恐怖に怖気づく者もいれば、どう戦うか冷静に分析するもの、感情が高ぶる人も居るだろう。イレイザーのような強敵、という括りにしていいのか難しいところが、に対する反応は当然様々あった。
そういった連中の中、エリシュカ・ルツィア・ニーナ・ハシェコヴァ(えりしゅかるつぃあ・にーなはしぇこう゛ぁ)の反応は少し変わっていた。というよりも、彼女は特に反応しなかった。
何も考えてないわけではないはずだ。
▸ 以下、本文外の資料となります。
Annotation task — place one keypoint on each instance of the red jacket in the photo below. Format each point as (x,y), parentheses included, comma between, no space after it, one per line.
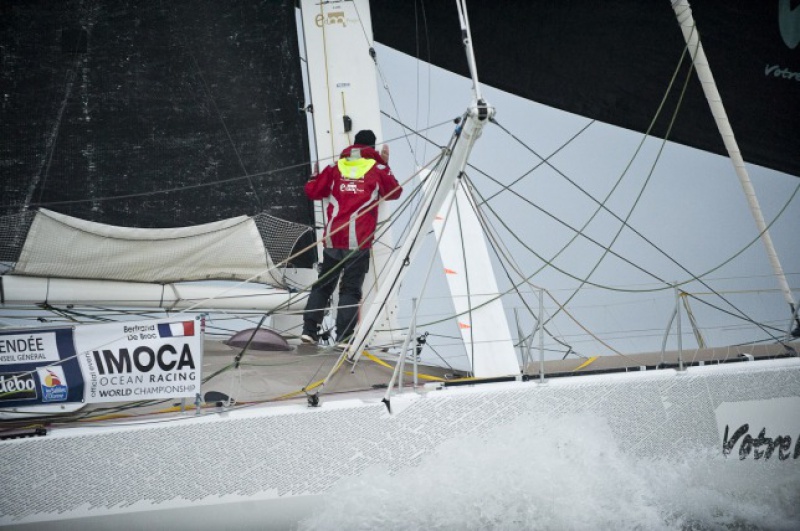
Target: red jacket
(351,211)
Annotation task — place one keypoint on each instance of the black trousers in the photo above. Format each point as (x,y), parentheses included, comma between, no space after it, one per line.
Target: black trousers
(352,267)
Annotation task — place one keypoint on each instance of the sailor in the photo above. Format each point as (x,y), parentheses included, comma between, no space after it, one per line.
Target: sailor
(353,187)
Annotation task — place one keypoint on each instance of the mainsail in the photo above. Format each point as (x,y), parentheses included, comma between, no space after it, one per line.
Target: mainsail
(613,61)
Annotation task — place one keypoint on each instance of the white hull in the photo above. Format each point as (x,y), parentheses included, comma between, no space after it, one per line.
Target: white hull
(266,467)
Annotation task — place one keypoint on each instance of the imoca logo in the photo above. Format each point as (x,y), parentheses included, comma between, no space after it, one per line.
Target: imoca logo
(789,22)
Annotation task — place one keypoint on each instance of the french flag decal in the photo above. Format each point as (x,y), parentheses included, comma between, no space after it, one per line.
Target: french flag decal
(185,328)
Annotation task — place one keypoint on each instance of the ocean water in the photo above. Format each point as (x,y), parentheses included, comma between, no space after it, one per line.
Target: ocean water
(521,477)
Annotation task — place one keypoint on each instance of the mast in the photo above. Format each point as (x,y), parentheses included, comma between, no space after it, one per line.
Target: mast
(683,12)
(342,84)
(443,186)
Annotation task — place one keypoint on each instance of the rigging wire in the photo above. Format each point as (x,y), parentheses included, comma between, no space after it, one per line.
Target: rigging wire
(213,101)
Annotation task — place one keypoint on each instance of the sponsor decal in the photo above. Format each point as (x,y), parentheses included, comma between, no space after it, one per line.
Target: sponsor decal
(53,383)
(332,18)
(28,348)
(184,328)
(761,447)
(135,361)
(784,73)
(761,430)
(18,386)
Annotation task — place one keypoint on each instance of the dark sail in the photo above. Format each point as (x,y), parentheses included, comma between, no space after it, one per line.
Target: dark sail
(112,98)
(613,61)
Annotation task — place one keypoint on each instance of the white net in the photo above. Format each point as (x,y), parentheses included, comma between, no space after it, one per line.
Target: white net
(234,249)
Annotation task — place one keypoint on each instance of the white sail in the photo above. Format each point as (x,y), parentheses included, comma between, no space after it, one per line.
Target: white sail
(342,80)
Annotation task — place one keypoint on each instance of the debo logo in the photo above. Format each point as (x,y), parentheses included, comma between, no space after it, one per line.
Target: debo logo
(789,23)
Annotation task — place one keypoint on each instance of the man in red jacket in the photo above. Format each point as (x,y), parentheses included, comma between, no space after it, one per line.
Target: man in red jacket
(351,189)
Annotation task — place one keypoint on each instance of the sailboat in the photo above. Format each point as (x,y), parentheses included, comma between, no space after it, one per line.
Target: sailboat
(263,446)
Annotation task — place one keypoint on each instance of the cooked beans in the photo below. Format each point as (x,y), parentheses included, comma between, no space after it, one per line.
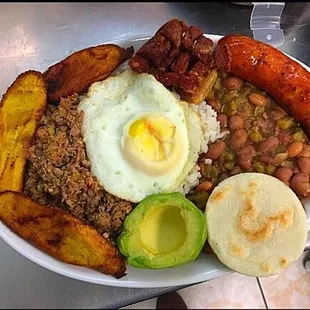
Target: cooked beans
(238,139)
(269,145)
(280,158)
(305,152)
(294,149)
(284,174)
(276,115)
(300,184)
(233,83)
(216,149)
(266,159)
(222,118)
(258,99)
(245,157)
(304,165)
(235,122)
(261,137)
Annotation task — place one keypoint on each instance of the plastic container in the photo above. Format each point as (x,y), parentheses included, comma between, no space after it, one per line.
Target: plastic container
(265,22)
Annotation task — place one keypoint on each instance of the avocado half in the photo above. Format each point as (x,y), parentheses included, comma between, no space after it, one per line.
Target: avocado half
(164,230)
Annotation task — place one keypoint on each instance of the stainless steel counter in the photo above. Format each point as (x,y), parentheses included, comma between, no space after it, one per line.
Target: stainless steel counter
(34,35)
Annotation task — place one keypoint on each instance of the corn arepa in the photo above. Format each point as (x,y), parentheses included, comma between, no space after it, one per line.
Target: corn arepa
(256,224)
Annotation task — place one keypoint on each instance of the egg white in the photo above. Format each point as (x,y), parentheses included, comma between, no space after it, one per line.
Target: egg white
(113,103)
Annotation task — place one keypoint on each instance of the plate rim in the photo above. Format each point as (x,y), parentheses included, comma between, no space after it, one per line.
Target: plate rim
(50,263)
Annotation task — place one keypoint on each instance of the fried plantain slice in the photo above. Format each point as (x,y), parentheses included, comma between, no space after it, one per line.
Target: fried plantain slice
(59,234)
(20,111)
(78,71)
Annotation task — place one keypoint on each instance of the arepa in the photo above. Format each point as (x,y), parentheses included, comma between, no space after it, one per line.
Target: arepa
(256,224)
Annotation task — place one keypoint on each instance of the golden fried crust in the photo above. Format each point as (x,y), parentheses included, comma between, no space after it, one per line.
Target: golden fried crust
(78,71)
(59,234)
(21,109)
(264,66)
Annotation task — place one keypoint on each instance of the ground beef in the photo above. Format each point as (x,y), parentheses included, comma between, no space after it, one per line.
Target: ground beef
(59,173)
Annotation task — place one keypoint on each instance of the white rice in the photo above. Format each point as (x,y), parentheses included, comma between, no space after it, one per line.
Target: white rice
(209,123)
(211,132)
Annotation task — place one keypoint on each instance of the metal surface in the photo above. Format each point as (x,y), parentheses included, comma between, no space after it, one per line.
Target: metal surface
(34,35)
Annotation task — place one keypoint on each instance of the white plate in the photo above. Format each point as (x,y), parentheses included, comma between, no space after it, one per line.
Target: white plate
(204,268)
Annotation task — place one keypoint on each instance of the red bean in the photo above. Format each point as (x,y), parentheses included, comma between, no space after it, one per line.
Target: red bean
(300,184)
(235,122)
(280,158)
(222,118)
(235,171)
(304,165)
(232,83)
(247,125)
(215,104)
(258,99)
(266,159)
(284,174)
(269,145)
(294,149)
(216,149)
(276,115)
(305,152)
(238,139)
(245,156)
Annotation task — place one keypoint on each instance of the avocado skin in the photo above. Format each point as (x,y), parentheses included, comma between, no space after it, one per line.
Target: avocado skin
(140,257)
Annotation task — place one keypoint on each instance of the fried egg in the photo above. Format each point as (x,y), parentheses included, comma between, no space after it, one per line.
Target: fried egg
(140,138)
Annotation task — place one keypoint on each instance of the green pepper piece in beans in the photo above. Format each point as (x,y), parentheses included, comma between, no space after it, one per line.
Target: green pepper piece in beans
(214,172)
(259,167)
(207,170)
(228,156)
(256,136)
(299,136)
(259,110)
(281,149)
(230,165)
(285,122)
(230,108)
(217,84)
(229,96)
(270,169)
(210,95)
(240,100)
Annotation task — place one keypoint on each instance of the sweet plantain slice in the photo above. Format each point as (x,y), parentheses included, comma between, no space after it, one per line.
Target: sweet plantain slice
(20,111)
(60,234)
(78,71)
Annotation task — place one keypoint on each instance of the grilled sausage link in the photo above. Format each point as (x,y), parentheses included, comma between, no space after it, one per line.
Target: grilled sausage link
(262,65)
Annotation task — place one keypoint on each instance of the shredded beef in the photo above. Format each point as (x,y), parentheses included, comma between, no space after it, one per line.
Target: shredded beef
(59,171)
(178,56)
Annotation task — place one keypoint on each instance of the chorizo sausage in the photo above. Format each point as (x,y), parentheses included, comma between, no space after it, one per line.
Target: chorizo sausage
(266,67)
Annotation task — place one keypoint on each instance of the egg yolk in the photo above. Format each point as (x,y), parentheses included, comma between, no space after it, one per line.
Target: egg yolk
(152,144)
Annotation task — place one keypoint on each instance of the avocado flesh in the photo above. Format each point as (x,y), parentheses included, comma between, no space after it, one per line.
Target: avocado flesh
(164,230)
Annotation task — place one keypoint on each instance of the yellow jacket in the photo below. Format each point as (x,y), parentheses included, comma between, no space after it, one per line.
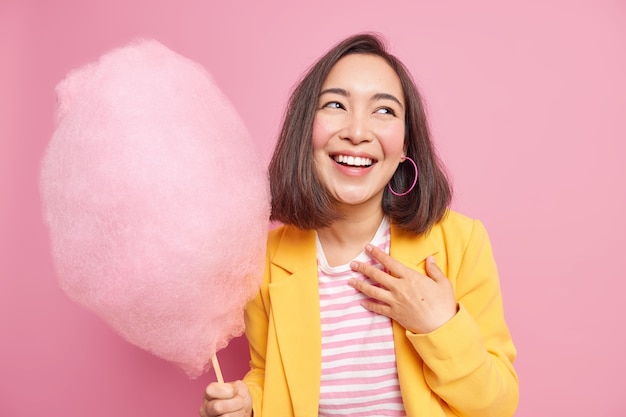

しかし、普段とさほど変わらないぼーっとした様子でイレイザーを見ていた彼女が、何を考えているかと尋ねられても典韋 オ來(てんり・おらい)は答えに窮するだろう。
ただ、この彼女の普段通りは、思いもよらずいい方向に活躍した。イレイザーなどどこ吹く風と、淡々と治療を行っていた彼女に、小隊の隊員は安心感を覚えたようだ。自分たちを助けに来た仲間が、敵を気にしてそわそわしていたら心休まりはしないだろう。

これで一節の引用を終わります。